Killing 2 birds... Gardeners, now is the time to add a top later of compost to your lawns and incorporate into your gardens. Haunters, compost makes for an earthy smell and grave mounds prop (to be raked outdated Halloween). I am having 8 tons delivered to my front yard tomorrow. Composted dairy cow manure for $30 a ton. The yard haunt prop that keeps on giving!! Just a thought for some looking for more graveyard atmosphere now and a more lush lawn next year. Call your local landscape suppliers to see what even 1 ton will cost you (equals 1 pickup load).


----------



## [email protected] (Aug 25, 2012)

8 tons of manure? That sounds like a lot, even for an election year. It would have my lawn completely buried. I hope it doesn't add TOO much olfactory realism to your display.


----------



## RoxyBlue (Oct 6, 2008)

Composted cow manure smells earthy, not poopy, Stari

We don't use manure (although it's an excellent suggestion), but we do use shredded mulch to make what look like freshly dug graves. After Halloween, the mulch goes on the flower beds.
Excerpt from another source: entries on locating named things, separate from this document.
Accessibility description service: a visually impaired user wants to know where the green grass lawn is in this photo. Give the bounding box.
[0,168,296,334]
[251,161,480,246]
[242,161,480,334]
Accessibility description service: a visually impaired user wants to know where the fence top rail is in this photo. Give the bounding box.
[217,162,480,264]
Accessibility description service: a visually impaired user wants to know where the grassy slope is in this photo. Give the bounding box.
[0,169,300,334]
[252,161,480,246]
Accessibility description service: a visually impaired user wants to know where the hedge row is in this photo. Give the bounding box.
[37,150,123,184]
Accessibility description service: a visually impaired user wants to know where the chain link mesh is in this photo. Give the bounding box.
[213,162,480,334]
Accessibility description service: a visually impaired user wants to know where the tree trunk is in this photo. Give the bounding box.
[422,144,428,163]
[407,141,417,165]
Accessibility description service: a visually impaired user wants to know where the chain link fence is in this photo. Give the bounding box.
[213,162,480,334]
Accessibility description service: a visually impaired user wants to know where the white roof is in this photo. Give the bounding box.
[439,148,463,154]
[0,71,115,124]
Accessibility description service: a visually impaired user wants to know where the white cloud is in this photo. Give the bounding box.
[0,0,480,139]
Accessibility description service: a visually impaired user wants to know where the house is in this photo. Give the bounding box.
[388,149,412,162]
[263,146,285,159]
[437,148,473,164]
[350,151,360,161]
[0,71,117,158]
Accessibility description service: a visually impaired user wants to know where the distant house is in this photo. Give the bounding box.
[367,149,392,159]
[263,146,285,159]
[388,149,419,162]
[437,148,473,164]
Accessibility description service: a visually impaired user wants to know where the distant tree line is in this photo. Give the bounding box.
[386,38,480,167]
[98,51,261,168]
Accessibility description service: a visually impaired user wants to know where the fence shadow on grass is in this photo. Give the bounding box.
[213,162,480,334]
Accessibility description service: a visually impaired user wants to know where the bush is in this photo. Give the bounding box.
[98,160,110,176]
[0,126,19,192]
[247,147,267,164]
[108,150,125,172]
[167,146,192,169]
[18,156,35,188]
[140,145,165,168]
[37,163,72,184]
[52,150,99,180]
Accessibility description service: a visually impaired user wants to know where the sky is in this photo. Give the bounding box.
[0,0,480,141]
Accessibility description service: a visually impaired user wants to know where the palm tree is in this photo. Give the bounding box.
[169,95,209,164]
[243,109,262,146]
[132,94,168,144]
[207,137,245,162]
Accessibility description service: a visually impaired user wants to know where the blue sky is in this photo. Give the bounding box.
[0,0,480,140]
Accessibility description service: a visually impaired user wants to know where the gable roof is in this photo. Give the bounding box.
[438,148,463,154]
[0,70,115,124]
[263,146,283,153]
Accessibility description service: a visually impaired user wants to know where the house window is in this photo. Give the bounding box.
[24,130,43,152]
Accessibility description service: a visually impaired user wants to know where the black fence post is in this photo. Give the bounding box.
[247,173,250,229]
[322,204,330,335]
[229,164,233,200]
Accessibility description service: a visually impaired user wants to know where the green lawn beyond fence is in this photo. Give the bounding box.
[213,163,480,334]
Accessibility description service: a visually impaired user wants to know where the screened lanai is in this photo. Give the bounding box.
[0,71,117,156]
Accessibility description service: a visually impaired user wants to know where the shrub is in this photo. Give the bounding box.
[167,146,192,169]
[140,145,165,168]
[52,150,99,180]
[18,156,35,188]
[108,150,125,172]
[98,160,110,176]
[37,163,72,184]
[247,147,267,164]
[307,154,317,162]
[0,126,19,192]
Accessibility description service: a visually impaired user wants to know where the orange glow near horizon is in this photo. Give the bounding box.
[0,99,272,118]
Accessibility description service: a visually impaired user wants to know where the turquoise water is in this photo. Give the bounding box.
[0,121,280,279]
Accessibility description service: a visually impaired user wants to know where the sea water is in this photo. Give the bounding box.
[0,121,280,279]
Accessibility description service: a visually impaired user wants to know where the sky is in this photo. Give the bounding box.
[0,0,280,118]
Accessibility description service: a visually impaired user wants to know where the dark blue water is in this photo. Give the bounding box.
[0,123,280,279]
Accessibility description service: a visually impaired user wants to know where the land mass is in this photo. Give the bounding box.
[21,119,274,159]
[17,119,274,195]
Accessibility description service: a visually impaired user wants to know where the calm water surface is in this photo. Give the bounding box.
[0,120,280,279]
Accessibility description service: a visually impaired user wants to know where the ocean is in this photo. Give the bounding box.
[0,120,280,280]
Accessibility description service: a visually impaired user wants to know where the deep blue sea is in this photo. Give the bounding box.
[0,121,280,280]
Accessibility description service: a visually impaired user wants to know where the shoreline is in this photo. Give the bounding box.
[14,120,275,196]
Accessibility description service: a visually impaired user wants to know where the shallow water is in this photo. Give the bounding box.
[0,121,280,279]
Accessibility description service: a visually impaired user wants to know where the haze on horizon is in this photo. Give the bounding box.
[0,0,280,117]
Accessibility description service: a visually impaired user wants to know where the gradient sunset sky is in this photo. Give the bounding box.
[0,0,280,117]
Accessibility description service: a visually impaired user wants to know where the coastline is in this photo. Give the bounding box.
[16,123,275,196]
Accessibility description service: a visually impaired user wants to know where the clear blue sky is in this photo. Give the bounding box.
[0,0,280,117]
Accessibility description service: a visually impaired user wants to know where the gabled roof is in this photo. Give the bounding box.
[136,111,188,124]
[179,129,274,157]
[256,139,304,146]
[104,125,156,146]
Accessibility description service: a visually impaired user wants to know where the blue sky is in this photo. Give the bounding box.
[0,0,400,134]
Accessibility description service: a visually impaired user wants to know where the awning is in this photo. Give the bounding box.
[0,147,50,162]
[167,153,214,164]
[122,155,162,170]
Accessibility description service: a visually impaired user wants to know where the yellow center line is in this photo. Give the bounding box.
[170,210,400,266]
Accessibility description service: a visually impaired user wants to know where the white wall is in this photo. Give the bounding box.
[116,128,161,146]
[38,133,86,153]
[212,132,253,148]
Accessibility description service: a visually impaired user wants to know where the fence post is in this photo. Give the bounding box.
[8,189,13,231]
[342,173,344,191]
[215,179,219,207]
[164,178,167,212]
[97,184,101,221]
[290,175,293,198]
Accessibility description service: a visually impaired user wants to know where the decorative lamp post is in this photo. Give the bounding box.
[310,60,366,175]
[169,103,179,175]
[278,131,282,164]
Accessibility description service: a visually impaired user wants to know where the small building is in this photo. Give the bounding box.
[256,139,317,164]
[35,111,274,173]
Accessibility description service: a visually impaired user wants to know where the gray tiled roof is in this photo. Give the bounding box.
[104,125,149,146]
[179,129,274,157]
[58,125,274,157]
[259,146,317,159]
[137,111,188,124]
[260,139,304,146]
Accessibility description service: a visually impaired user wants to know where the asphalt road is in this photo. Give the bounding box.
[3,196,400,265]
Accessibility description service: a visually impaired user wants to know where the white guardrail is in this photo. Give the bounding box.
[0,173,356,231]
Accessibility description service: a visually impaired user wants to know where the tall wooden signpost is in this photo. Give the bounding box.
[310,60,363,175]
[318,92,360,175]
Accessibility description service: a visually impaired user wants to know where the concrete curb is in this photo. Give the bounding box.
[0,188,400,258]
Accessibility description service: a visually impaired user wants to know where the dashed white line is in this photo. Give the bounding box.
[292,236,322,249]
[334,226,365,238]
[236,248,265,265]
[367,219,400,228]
It's a win-win


----------



## MurrayTX (Nov 4, 2011)

Worst case, some of the ToTs describe my effort as "crappy". ;-)


----------



## debbie5 (Mar 2, 2007)

How many sq. feet does a ton cover?? 

When I was a kid, my parents bought a dump truck full of sheep manure and spread it on the lawn in May. Problem was, it was NOT decomposed manure- it was FRESH. OMGgggggg..the SMELL..... ALL SUMMER.


----------



## [email protected] (Aug 25, 2012)

That's a mistake you don't make twice.... Huh, Debbie? Even the bags I've bought at Home Depot have been unpredictable. Sometimes smelly, sometimes not.


----------



## Buzz (Aug 26, 2011)

[email protected] said:


> 8 tons of manure? That sounds like a lot, even for an election year.


 :lolkin: :laugheton: :laughvil: :laughien: LOL!


----------



## MurrayTX (Nov 4, 2011)

I think "ton" is not a real ton. Proof, I moved 90% of it solo in less than 2 days. I think it means a cubic yard...which is still a lot. And compost goes a loooooong way. Smells earthy, with just a hint of cow. I will post pics soon. My greenish lawn is now different shades of dirt. Factor in the many tall tree branches I planted, and my yard is more creepy cemetery than likely most cemeteries could ever hope to be.


----------



## MurrayTX (Nov 4, 2011)

Hopefully the pics attached...


----------



## The_Caretaker (Mar 6, 2007)

I dont see any attached pics


----------



## MurrayTX (Nov 4, 2011)

I have lost in the battle against uploading the pics from my phone. I will make a proper yard haunt album in the next week and link to that.


----------